Source: https://en.wikipedia.org/wiki/Almond

Directions

  1. If roasting: Preheat oven to 300°F/150°C.
  2. Place the almonds in a thin layer on a baking sheet, and roast for 10 minutes, or until they start to smell delicious.
    You can decide how dark you want the roast by tasting one from time to time. Keep in mind that the almonds will continue to roast for a few minutes while cooling down so always make sure to remove them from the over a bit before they have reached the desired roasting point. Let the roasted almonds cool completely.
  3. Grind the roasted (or raw) almonds by pulse-crushing them in a Mixer-Grinder/Cuisinart for approximately 1 minute. You should get a fine, wet sand-like, almond flour.
  4. Start by adding ½ cup of almond flour into your Melanger. At first, the almond flour will be a thick paste with the tendency to stick to the roller stones and the bottom of the drum, don't worry about the build-up and carefully scrape the paste with the help of a scraper or spatula. In about 15 minutes in, you will notice the almond oil starting to be released and the paste starting to run smoothly. Over the next 30 minutes, slowly add the rest of the almond flour and let them refine for about 2h.
  5. Once you are pleased with the consistency of the spread, proceed with removing the contents of the drum.
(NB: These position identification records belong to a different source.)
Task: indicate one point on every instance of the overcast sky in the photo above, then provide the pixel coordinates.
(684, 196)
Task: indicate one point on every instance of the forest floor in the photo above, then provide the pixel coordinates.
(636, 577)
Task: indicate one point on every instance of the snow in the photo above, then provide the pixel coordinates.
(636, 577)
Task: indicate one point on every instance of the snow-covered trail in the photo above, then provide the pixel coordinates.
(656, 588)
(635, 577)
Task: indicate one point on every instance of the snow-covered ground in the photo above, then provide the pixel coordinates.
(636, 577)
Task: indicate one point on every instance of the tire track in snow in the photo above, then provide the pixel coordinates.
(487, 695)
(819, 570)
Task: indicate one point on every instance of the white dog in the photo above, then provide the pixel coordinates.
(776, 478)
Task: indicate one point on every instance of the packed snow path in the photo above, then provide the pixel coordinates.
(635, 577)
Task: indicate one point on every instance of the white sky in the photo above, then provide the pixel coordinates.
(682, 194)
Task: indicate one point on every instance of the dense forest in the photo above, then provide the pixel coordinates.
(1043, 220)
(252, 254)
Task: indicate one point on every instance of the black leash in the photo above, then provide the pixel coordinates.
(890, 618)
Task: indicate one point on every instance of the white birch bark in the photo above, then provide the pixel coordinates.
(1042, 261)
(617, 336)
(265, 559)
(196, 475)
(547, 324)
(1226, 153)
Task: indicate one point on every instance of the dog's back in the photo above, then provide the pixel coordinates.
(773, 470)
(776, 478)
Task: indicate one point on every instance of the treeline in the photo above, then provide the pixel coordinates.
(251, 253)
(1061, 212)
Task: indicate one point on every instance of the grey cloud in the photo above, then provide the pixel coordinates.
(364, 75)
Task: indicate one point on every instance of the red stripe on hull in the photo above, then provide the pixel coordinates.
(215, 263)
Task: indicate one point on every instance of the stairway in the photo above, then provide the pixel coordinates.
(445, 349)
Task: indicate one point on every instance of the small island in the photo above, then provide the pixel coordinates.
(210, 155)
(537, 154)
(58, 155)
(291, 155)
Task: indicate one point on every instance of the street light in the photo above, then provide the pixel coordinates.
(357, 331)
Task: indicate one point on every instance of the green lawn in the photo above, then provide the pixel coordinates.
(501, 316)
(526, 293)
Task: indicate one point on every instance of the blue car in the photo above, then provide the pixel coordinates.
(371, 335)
For optimal results, store the spread in sterilized, airtight glass jars.

Tips

Why is my almond paste looking dry?

Almond oil is stored inside the almond's cells and the friction between the stones will help to break the cell's structure, releasing the oil. This process can take from 5 to 20 minutes, depending on the room temperature, ingredient temperature, humidity, and roasting profile. Roasted almonds will release their oil sooner than raw ones. Similarly, almonds with skin will have a higher percentage of fibers, meaning processing them will take slightly longer than blanched ones. To speed up the process you can gently increase the temperature with the help of a blow dryer or a heat gun never exceeding 140°F/60°C.

Why is there so much build-up on the wheels and center cone?

The almond flour will first become a thick paste before transitioning into a smooth butter, and during this stage, it can be quite sticky and build-up. Simply scrape it regularly until it will naturally be incorporated back, this shouldn't take longer than 20/30 minutes.

NUTRITION FACTS

Almond butter

100g

% Daily Value*

Total Energy

2405 kJ

576 kcal (Cal)

28.8%

Fat

49g

75%

Saturated fat

3.7g

18.5%

Carbohydrate

22g

7.3%

Dietary fiber

12g

48%

Sugars

3.9g

1.4%

Protein

21g

42%

Sodium

20mg

1%

Percent Daily values are based on a 2,000 kcal (Cal) diet for healthy adults. Calorie needs might vary according to age, gender, height, weight, and physical activity level.